My father, Nate, was working nights that summer, so he was home when his mother and mine burst through the door of Harriet’s small fourth-floor walk-up. When I was a child I liked to picture Alexandra as she must have looked to him at that moment. She wasn’t a pretty woman by the standards of her day—her nose was too long and her mouth was too full—but her blue eyes were gorgeous and, indignant as she was, they must have been shooting fire. Her cheeks would have been flushed to the deep rose color that sets off her eyes perfectly, and her mass of red-brown hair had probably escaped from the combs she used to hold it back. When she’s angry, and her cause is righteous, my mother can be compelling in a way that goes beyond mere beauty. And my father—with his hazel eyes, blond hair, and patrician features—was always a knockout. So that was what they saw that first time, a passionate girl and a knockout. When I was a kid I was sure it was love at first sight.

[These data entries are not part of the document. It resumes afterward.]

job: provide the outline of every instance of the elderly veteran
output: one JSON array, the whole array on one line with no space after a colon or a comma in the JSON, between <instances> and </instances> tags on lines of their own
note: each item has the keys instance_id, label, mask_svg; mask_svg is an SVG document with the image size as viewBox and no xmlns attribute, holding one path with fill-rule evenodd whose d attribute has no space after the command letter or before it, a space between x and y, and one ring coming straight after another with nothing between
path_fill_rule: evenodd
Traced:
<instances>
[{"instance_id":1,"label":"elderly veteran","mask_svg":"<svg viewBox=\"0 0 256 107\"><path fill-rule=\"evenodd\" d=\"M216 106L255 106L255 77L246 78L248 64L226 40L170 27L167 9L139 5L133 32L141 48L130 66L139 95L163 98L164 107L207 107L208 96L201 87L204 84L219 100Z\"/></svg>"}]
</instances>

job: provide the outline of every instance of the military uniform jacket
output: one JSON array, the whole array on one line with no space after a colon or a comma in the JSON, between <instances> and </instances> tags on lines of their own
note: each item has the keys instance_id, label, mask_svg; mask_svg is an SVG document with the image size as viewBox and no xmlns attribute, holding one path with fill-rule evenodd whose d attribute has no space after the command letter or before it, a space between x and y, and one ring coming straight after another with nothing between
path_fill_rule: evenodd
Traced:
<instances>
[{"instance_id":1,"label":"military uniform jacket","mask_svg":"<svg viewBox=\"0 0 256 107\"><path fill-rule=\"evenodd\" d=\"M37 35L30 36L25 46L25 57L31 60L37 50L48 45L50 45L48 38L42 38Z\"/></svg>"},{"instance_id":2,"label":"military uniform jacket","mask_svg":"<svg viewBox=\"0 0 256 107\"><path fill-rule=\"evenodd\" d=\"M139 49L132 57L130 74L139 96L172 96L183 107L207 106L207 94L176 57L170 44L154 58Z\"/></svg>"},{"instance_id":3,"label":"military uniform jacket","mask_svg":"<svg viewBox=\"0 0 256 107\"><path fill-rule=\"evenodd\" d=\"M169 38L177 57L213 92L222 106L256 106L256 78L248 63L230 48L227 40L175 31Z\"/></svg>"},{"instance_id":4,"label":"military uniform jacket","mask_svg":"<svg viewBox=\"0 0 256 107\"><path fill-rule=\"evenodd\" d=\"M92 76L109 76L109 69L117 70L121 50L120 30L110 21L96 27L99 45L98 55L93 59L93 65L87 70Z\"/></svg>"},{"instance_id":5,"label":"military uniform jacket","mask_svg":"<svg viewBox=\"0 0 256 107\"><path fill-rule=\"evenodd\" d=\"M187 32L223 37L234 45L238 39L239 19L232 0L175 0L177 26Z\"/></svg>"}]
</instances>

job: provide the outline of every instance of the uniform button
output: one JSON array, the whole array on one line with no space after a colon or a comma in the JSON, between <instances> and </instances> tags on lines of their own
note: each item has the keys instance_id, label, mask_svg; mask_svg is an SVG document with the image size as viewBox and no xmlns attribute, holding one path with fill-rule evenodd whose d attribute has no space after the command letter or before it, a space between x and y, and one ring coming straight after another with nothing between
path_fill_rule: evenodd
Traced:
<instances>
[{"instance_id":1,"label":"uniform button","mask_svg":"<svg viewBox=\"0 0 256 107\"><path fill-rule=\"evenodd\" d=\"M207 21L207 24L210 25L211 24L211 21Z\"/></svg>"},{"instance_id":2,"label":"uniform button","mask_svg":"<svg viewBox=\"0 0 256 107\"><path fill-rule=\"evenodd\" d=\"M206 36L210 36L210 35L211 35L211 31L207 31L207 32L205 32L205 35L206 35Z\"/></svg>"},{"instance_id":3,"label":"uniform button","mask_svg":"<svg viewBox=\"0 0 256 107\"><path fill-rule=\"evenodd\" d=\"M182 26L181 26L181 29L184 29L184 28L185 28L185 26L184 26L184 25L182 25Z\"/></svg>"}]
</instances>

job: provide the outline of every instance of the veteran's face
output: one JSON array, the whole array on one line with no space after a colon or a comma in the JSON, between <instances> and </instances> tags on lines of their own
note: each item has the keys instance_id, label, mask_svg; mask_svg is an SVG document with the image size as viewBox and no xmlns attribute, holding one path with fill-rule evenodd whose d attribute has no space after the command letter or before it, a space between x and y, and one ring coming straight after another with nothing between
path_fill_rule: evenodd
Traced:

Of course, Pete always said I overdid it. “You’re trying to make them into some kind of fantasy,” he used to say. But damn it, they were one. At least, that’s what I wanted to believe.
Their families weren’t happy about the relationship. The Sewells held another of their famous summits, this time with Dad in attendance. It was pointed out that the family had invested a considerable amount of cash in him and it had certain expectations, which did not include a girl who did not know it was vulgar to say one was “at Yale,” because everyone who was anyone said “in New Haven.” Dad’s response to that piece of old WASP snottiness was to quit Yale and go to work selling cars. See what I mean about true love? The guy gave up an Ivy diploma for her!